There followed several ghastly minutes as they tried to release her, to warm and revive her. The cord was drawn so tightly by her weight they couldn’t unknot it. Betty had to run for scissors, and when she returned, with kitchen shears, they found the blades of them so dull they could only saw away at the thickly braided silk until it frayed, and then they had literally to prise the cord away from the swollen flesh of her throat. There is a particular horror to the appearance of a hanged person, and Mrs Ayres looked dreadful, bloated and dark. She’d clearly been dead for some time—her body was already cool—and yet, according to Betty when I spoke to her later that day, Caroline bent over her, shaking and chiding her—not speaking gently or sorrowfully but telling her, almost playfully, that she must wake up, must pull herself together.
‘She didn’t know what she were saying, sir,’ Betty said, sitting at the kitchen table and wiping her eyes. ‘She went on shaking and shaking her, until I said perhaps we ought to get her up on to the bed.
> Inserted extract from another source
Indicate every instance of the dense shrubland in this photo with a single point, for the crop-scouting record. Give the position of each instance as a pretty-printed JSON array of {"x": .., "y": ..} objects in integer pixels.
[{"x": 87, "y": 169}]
So between us we lifted madam up—’ She covered her face. ‘Oh, my God, it were awful! She kept slipping out of our arms, and every time she did Miss Caroline told her not to be silly, speaking just as she would’ve if madam had done some ordinary thing like—like lo
sing her glasses. We got her lying down, and she looked worse than ever with the white pillow by her head, but still Miss Caroline was acting like she couldn’t see it. So I said, “Oughtn’t we to send for someone, miss? Oughtn’t we to send for Dr Faraday?” And she said, “Yes, go and telephone for Doctor! He’ll see my mother’s all right.” Then, as I was going out the door, she calls after me in a different voice: “Don’t you tell him, mind, what’s been done! Not over the telephone! Mother wouldn’t want everyone hearing that! Say there’s been an accident!”
‘And after that, you see, Doctor, she must have thought about what she’d said. When I went back in she were sitting down quietly at the side of the bed, and she just looked at me and she said, “She’s dead, Betty”—as if I might not’ve knowed it. I said, “Yes, miss, I know, and I’m ever so sorry.” And we just stopped there, the two of us, not knowing what else we should do … But then I got frit. I got frit terrible. I pulled on Miss Caroline’s arm, and she rose to her feet like she were dreaming. We went out together, and I shut the door and turned the key. And it seems an awful thing to have done, to have left Mrs Ayres lying in there all on her own. She were such a kind lady, she were always nice to me … And then it come to me how, just a bit before, we had been standing there in front of her door, wondering where she could be, not thinking anything of it, and peeping through the keyhole, when all the time—Oh!’ She began to cry again. ‘Why would she have done such a horrible thing to herself, Dr Faraday? Why would she?’
It was a good hour or so after I’d arrived at the house that she told me all this, and by then I had been up to Mrs Ayres’s room myself. I had to nerve myself to go in there, standing at the door with my hand on the key. I, too, kept thinking of Caroline having been there before me, pushing the door and finding it blocked … My first sight of Mrs Ayres’s swollen, darkened face made me shudder; but worse was to come, for when I opened up her nightgown in order to examine her body, I found a score of little cuts and bruises, apparently all over her torso and limbs. Some were new, some almost faded. Most were simple scratches and nips. But one or two, I saw with horror, had the appearance almost of bites. The freshest, still smeared with blood, had clearly been made very shortly before her death—in other words, in that relatively brief space of time between Caroline’s having left her at five o’clock and Betty’s appearance with the breakfast tray at eight. What terror and despair must have gripped her in those three dark hours, I couldn’t imagine. The Veronal should have kept her sleeping long past the point of Caroline’s departure; instead, somehow, she had woken, had risen, had calculatedly closed and locked her bedroom door and disposed of the key, and begun the systematic business of torturing herself to death.